Note: To implement multi-column text search using above options a new column maintaining these tokenized values including amalgam of these multi-column indexes will be required, with stored procedure or database trigger to keep them in sync.

External Search Engine -

Elasticsearch - A dedicated search system, maintaining a document with GIN index like manner while preserving the original document. ElasticSearch showcases searches & log analytics in near-real-time and a scalable manner. Elasticsearch (& other dedicated search systems) are far better-known for text search but here are few benefits of Postgres over a dedicated search system:
  • avoid operating additional infrastructure (e.g., spinning up an Elasticsearch cluster)

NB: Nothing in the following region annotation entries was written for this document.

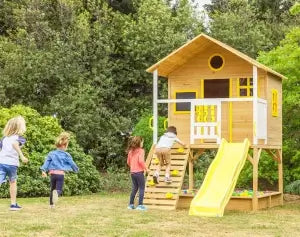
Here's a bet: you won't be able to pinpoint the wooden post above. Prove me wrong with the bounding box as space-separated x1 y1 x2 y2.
253 66 259 145
276 149 283 205
252 147 258 211
153 69 158 144
189 151 194 190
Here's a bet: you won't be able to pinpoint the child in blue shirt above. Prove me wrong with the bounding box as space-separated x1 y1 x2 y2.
41 132 79 208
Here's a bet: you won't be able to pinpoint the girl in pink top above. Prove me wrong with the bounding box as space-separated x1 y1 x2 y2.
127 136 147 211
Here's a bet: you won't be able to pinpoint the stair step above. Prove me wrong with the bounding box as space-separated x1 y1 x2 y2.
150 164 185 171
146 175 182 182
145 187 181 194
144 147 189 210
148 170 183 177
144 198 176 205
146 182 181 188
145 192 178 200
151 160 186 165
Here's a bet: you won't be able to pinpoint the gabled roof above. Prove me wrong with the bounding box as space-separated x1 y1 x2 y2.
146 33 287 79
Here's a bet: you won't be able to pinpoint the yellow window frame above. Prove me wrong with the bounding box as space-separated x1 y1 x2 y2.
272 89 278 117
237 77 253 97
173 90 198 114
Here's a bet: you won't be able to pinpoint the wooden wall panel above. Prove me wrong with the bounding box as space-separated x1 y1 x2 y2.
168 44 267 143
267 74 282 146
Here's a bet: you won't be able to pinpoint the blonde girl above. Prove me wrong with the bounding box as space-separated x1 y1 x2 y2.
0 116 28 211
127 136 147 211
41 132 79 208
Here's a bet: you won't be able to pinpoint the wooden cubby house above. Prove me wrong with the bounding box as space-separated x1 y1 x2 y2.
145 34 285 210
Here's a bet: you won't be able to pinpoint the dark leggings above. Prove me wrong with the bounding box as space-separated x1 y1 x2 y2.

  • avoid syncing data between systems (e.g., every CRUD operation needs to be relayed from Postgres to Elasticsearch)
If search is your core offering, or you can’t afford to fit your searchable text in Postgres shared memory buffer, use Elasticsearch. Otherwise, Postgres is probably good enough. At the very least, you’ll end up with a competent baseline for further improvement.